If you are thinking of filing either Chapter 13 bankruptcy or Chapter 7 bankruptcy, I recommend that you meet with at least 3 bankruptcy attorneys in your local area. When you meet with the bankruptcy attorney, make sure that you ask specific questions. The answers that you are given to your questions are going to be your litmus test to determine whether or not that attorney is the right attorney to handle your case. You can also learn a lot about the attorney by how his office is managed. For example, when you appear at his office, are you the only one there, or does he have a full staff working Illinois bankruptcy cases? When you meet with the attorney, is he well presented? Does he speak intelligently? Does he make you feel comfortable? Does he answer your questions fully? These are the type of things that you want to look for when you hire a bankruptcy attorney.
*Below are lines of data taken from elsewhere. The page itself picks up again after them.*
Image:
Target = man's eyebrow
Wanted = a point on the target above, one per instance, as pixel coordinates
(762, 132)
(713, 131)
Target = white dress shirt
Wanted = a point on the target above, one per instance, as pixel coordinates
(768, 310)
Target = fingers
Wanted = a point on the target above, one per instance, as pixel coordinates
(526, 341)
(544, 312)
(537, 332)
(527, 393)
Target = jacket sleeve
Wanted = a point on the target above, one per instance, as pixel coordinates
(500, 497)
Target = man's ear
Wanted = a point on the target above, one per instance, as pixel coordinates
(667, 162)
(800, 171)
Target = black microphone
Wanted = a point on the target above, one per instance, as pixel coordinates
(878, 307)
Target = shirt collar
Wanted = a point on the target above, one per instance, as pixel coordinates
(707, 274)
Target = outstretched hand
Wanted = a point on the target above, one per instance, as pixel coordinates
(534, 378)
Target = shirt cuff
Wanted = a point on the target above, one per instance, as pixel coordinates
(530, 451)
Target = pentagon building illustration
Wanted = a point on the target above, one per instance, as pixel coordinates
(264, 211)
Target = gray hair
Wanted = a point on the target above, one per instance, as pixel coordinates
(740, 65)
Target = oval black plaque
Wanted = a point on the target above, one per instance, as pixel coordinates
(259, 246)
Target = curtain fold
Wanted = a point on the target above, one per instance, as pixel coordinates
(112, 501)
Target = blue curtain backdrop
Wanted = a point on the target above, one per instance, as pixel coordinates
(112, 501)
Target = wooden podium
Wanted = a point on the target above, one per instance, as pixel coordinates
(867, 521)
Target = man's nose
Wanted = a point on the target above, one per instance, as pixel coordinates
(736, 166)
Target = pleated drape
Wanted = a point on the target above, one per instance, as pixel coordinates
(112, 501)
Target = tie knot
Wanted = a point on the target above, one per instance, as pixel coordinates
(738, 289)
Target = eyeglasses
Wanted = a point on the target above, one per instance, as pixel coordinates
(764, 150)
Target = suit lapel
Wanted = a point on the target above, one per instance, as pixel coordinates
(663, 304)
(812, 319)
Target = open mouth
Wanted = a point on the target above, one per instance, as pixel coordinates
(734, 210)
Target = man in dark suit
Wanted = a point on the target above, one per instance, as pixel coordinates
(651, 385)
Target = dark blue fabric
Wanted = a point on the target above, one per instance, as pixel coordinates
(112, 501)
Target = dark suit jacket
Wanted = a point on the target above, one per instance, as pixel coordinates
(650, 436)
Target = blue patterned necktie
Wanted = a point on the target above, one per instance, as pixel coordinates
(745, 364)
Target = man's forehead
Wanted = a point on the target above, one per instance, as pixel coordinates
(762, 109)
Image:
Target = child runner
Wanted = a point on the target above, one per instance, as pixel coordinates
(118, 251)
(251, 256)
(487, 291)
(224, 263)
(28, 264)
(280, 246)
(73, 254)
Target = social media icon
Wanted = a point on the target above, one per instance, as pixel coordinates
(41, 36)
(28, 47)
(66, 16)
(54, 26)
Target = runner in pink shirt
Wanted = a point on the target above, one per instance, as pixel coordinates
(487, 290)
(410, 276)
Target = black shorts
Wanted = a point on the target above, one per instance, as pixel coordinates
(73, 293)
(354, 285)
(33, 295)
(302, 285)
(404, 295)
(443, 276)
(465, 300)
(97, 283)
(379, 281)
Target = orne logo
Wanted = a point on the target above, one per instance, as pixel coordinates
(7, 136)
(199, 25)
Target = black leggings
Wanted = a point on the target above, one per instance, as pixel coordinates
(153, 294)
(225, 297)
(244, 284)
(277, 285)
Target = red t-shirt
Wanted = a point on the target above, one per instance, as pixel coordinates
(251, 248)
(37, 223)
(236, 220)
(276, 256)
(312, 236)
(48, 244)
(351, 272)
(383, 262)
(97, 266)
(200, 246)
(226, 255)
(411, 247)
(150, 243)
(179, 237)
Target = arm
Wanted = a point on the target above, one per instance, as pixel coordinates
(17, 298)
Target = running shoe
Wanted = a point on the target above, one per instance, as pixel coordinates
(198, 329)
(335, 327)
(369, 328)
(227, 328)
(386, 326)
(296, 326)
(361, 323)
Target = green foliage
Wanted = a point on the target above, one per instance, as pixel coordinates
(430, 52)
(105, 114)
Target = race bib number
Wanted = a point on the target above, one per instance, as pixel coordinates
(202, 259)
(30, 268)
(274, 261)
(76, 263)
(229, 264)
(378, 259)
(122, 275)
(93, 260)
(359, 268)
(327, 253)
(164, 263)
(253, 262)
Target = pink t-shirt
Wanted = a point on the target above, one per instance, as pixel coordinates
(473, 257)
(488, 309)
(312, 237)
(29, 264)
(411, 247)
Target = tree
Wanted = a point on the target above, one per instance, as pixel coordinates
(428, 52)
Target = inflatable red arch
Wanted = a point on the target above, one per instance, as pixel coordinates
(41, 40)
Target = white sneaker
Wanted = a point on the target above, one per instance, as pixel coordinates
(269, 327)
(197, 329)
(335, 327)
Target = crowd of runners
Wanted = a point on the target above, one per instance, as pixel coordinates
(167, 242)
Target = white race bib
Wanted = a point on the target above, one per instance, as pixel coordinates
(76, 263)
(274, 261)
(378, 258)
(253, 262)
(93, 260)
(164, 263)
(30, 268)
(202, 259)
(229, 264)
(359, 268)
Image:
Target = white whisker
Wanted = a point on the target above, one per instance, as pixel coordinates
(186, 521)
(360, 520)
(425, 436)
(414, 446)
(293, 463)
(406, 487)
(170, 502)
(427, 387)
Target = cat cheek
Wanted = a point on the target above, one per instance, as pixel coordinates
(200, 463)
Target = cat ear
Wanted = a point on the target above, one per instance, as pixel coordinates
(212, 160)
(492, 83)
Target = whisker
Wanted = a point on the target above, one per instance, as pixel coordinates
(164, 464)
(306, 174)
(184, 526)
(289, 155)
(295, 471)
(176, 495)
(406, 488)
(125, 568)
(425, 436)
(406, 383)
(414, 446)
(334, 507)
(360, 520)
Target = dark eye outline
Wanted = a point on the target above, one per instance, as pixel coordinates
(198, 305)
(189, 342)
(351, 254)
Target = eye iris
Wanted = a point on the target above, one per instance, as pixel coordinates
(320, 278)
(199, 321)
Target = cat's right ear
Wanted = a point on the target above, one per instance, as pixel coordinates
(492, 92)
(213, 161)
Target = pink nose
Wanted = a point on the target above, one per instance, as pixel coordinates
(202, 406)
You want to make sure that that bankruptcy attorney has experience. You want to make sure that that bankruptcy can provide referrals. You want to make sure that that bankruptcy attorney can explain to you in detail the difference between Chapter 7 bankruptcy and Chapter 13 bankruptcy. You want the attorney to explain to you why you qualify for one chapter or the other and whether or not your case is going to be complex or simple. You also want to know if there’s going to be any debts that are presumed to be non-dischargeable, such as student loans, recent taxes, parking tickets, child support, alimony, or debts incurred by driving while intoxicated. You want to leave the office feeling good about the bankruptcy process. You want to leave the office feeling that all of your questions were answered.